Sarah J Bryson
Updated: Tue, 28 May 2019 02:30 pm
Biography
Sarah is a poet, a nurse and a keen amateur photographer. She is interested in words, people and nature in its widest context. She is intrigued by the increasing overlap and connection between these aspects of her life.
Samples
Dry Summer ‘Because an electric pylon was the Kestrel’s perch I wanted her to scan the motorway’s long acre.’ From Kestrel by Michael Longley Because an electric pylon was the Kestrel’s perch I could watch her that summer while she searched parched earth and swaying grasses along the verges beside the road’s black stretch, see her tense ready for flight her form taut - and then, if I was lucky, I’d see her free swoop to a flutter-hover, ready to lurch down into dry seed heads.
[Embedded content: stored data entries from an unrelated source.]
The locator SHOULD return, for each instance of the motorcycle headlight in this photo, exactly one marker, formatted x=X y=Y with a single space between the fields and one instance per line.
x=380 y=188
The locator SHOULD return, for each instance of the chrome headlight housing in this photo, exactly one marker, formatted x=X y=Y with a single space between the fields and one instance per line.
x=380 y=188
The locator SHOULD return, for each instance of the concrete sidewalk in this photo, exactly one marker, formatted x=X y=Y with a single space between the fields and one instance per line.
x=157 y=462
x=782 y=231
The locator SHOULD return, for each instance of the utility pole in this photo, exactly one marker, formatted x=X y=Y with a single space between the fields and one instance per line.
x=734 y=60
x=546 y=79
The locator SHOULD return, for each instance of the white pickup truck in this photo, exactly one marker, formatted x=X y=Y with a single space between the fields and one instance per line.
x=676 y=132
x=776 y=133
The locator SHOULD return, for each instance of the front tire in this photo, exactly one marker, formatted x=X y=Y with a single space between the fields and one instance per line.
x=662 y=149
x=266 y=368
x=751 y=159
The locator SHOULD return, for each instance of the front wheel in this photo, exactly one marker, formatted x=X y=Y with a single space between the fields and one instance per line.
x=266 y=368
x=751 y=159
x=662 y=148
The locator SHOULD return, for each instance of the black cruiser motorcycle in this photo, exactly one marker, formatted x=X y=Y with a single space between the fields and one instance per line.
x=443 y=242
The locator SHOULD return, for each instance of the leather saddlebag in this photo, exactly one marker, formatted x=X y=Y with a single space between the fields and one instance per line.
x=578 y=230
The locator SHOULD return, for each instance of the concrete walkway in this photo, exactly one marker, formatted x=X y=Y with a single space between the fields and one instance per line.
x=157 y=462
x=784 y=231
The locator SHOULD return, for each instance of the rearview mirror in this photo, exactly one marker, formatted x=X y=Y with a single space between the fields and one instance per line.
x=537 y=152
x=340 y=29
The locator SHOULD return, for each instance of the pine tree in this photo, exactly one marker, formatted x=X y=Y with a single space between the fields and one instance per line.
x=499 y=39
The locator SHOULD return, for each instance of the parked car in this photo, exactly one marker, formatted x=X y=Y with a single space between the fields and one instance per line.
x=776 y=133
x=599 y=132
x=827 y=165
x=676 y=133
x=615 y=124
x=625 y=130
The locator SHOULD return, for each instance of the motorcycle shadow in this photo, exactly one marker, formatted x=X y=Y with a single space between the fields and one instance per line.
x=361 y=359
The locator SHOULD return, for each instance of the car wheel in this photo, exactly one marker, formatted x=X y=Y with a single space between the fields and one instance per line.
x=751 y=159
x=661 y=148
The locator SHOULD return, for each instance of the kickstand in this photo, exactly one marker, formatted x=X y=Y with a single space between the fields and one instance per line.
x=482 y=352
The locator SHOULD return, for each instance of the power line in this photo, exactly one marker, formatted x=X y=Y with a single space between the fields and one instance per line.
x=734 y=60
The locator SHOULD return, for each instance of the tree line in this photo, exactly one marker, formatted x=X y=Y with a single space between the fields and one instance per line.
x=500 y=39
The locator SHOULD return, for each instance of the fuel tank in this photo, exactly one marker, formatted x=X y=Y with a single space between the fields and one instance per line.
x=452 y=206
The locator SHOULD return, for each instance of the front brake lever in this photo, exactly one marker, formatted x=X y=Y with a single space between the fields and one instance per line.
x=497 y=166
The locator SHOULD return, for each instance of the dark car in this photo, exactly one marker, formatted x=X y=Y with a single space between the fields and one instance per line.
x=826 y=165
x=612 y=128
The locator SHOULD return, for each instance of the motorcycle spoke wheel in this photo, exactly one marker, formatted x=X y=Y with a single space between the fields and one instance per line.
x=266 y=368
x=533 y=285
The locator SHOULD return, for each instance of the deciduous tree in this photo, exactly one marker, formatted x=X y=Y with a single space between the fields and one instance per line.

Her suddenness lifted my heart into my throat as she sank deep, disappeared. A moment of unknowing, then, life caught, or not, she’d be back on the perch to tear her prey apart, or to wait again. Day after day I wanted her to scan the motorway’s long acre. Listening to the birds The air, crackling with heat and contradictions cools as we enter the forest where termites sift pine needles over dry earth and climb our legs as we kiss silently under the canopy of trees. We shake them off and run, laughing knowing we are lost. Later in the buddleia scented garden you bring a bowl and kneel to wash my dusty feet. I watch you, head bent focussed and gentle, soaping and rinsing, muddying the water. The sweet evening breeze carries the warning call of a blackbird and the lowering sunlight glistens over the fine auburn hairs of your arms, like fool’s gold.